Machida was pushing him out of the crowd, out of the intoxicating effects of the glow. She was talking, but he still couldn’t understand her, it just seemed like babble. Babbling on and on. He kept trying to resist her but now that he was outside the bodyness he found he had no strength left, none at all. He was far back there, far back to where he was part of the body, part of the whole.
She got him to the edge of the room, and made him sit down. She was absolutely furious. How could he be such an idiot! Hadn’t she warned him about the glow? Why hadn’t he listened, the fool? She looked at him as he began to breathe normally again. He had come so close to losing himself in the crowd. She knew people who had been caught up by the drug and never disconnected from the crowd. They were just so excited to be part of the whole rather than just themselves, which turned out to be more scary than they might have realized, coming in to the world. She bit her lip. She knew how close he had come, she realized, because she had walked that line before.
He began to come around some more. She saw this, and said, “you foolish boy, why didn’t you listen to what I said? Come on, let’s go see my boss. He’s very interested in seeing you.”
“Why?” Paul-Luc asked, groggily. “What did I do?”
“You’ll see.”
More is on it's way!
4 Comments:
So...are you guys going to comment, or what?
Sorry.

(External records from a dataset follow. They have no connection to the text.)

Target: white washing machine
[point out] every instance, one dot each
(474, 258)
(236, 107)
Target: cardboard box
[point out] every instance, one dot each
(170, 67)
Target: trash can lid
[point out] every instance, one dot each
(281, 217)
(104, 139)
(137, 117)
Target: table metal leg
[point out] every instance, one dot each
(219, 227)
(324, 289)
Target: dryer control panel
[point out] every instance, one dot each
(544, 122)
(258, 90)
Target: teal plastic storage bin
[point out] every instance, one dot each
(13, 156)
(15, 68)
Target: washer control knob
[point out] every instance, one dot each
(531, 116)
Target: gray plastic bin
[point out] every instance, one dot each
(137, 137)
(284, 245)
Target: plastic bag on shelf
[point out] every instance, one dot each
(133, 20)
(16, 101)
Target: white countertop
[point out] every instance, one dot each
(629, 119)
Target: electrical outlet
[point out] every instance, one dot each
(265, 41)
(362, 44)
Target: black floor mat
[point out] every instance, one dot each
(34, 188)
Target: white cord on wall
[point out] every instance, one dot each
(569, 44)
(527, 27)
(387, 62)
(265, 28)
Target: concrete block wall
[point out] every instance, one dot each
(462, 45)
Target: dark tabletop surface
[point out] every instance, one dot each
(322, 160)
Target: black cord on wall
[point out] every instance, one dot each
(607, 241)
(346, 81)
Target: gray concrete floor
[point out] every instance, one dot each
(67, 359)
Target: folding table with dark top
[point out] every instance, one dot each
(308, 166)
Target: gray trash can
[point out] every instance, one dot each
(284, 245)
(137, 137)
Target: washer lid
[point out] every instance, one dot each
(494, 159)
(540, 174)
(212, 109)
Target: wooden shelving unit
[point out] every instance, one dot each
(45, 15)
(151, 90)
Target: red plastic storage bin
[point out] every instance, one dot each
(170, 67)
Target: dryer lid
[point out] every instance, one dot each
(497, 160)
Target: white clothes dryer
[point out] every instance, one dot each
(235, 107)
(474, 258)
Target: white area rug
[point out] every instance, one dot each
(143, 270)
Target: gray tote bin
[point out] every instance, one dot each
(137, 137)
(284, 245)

I'll comment, but I doubt Maren or Paul will get around to it this century. I'll give a more detailed comment later.
I'm here, I'm here...
*runs up to the finish line, bent over and gasping*
Nice! You have a very interesting plot line, cool/random names for characters, and a very flowing, nice prose. Excellent!
I still need to read the first part. I am accomplishing *nothing* right now. In fact, you may have to just let me read the whole thing once November's over. And once class is over, most likely, and I have reading days and testing days. Then I might actually have time to breathe. GAGH! STUPID NAPS! STUPID 3-4 AM BEDTIMES! STUPID ALMOST-INSOMNIA! STUPID SLEEP PARA--actually, wait, I like the sleep paralysis. Nevermind.